O06_06
Analysis of the usefulness of AlphaMissense score for predicting protein function.
-Evaluation by GLA, the causative gene of Fabry disease-
Yuji SAKAHASHI *1, Yohei MIYASHITA2, 3, Yasuki ISHIHARA2, Osamu YAMAGUCHI1, 4, Yoshihiro ASANO2, 3
1Omics Research Center, National Cerebral and Cardiovascular Center
2BioBank, National Cerebral and Cardiovascular Center
3Department of Genomic Medicine, National Cerebral and Cardiovascular Center
4Department of Cardiology, Pulmonology, Nephrology, and Hypertension, Ehime University
( * E-mail: sakahashi.yuji@ncvc.go.jp)
With the development of next-generation sequencing technology, Variant of Uncertain Significance (VUS) is accumulating. Missense variants, which account for many VUS, tend to have limited training data due to insufficient functional analysis of the mutant protein, making it difficult to create highly accurate in silico pathogenicity prediction models. In this regard, AlphaMissense was announced in 2023 as a new algorithm for predicting the pathogenicity of missense variants. AlphaMissense is a pathogenicity prediction tool based on protein structure information from AlphaFold and has high prediction accuracy for known pathogenic variants. However, because AlphaMissense makes predictions based on protein structural information, its predicted impact on protein function or correlation with clinical phenotypes remain controversial.

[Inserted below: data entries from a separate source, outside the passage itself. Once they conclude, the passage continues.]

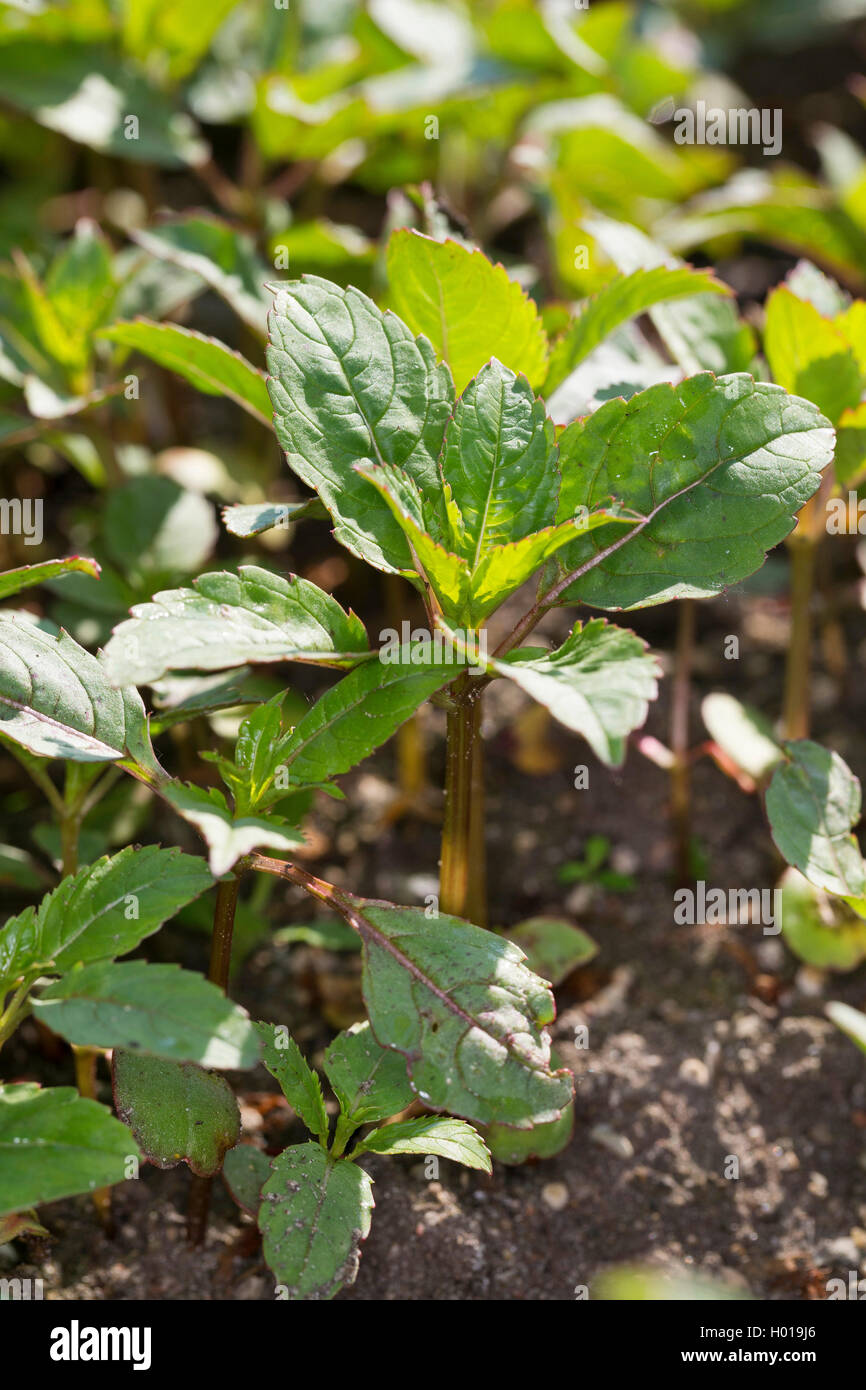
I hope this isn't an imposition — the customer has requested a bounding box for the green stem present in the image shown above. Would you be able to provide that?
[186,877,240,1245]
[439,676,487,927]
[670,599,695,887]
[781,537,816,738]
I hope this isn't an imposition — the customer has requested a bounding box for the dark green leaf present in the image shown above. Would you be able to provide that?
[259,1144,373,1300]
[113,1052,240,1177]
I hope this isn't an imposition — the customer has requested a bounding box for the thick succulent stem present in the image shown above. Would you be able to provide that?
[186,877,240,1245]
[670,599,695,885]
[439,676,487,927]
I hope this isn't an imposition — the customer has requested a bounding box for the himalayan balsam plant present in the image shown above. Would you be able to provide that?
[0,232,833,1298]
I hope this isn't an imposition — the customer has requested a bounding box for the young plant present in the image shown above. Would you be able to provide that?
[224,1023,492,1300]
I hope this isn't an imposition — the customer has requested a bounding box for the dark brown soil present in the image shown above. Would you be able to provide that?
[0,581,866,1300]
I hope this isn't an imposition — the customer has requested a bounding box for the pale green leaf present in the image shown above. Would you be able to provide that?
[0,555,99,599]
[766,738,866,898]
[318,890,571,1129]
[0,612,155,776]
[544,265,730,396]
[111,1051,240,1177]
[763,285,863,424]
[388,228,548,392]
[33,960,259,1069]
[161,783,304,878]
[354,1115,493,1173]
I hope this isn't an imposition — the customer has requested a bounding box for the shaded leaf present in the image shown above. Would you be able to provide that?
[259,1144,373,1300]
[556,373,833,609]
[354,1115,493,1173]
[33,960,259,1069]
[324,1022,414,1126]
[256,1023,328,1144]
[268,275,453,571]
[766,738,866,898]
[488,619,659,766]
[318,890,571,1129]
[0,845,213,992]
[111,1052,240,1177]
[0,1081,138,1213]
[106,564,368,684]
[99,318,271,427]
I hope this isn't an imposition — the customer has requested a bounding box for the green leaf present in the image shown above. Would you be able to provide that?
[106,564,368,684]
[0,41,207,168]
[259,1144,373,1300]
[0,845,213,992]
[44,217,117,346]
[701,691,783,781]
[766,738,866,898]
[388,228,548,392]
[544,265,730,396]
[354,1115,493,1173]
[0,555,100,599]
[506,917,598,984]
[0,612,158,756]
[111,1051,240,1177]
[324,1022,414,1127]
[161,783,304,878]
[268,275,455,571]
[256,1023,328,1144]
[556,373,833,609]
[0,1081,138,1213]
[222,1144,271,1216]
[824,999,866,1052]
[222,498,328,539]
[131,216,270,336]
[33,960,259,1069]
[780,869,866,970]
[268,642,463,785]
[322,890,571,1129]
[103,477,220,592]
[763,285,863,424]
[99,318,271,428]
[488,617,659,767]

In this study, we focused on GLA, the gene responsible for Fabry disease, and evaluated the relationship between the in vitro enzyme activity measurement results of αGAL mutants as a protein function and the AlphaMissense prediction results. From a list of 2,850 GLA variants predicted by AlphaMissense, we used 633 variants for which in vitro enzyme activity data have been published in several previous studies. The enzyme activity of the mutants was evaluated using pctWT, which represents the activity of the αGAL mutant when the activity of the αGAL wild type is taken as 100%. First, the correlation between AlphaMissense score and pctWT was evaluated for 633 variants. The results showed a negative correlation with a correlation coefficient of -0.57. Next, machine learning models were constructed to predict changes in enzyme activity of αGAL mutants using the AlphaMissense score. Three models (Logistic regression, SVM, and XGBoost) were created to classify variants with pctWT reduced to less than 5% as “Severe-LOF” and those with pctWT between 5% and 100 as “Mild-LOF”. To build the models, we used the features from AlphaMissense and the PDB file of αGAL predicted by AlphaFold. The analysis showed that the ROC-AUC for all three models was around 0.8 (Figure 1). These results indicate that the AlphaMissense score is a useful indicator for predicting changes in αGAL enzyme activity. This may be because 1) since αGAL is an enzyme, changes in protein conformation are closely related to changes in enzyme activity, and 2) there is sufficient experimental data on mutants that can be used to build and validate the model. Based on the above, we are currently measuring the enzyme activity of unknown variants of αGAL mutants for which enzyme activity data has not been obtained in previous studies and evaluating the agreement with the model prediction results.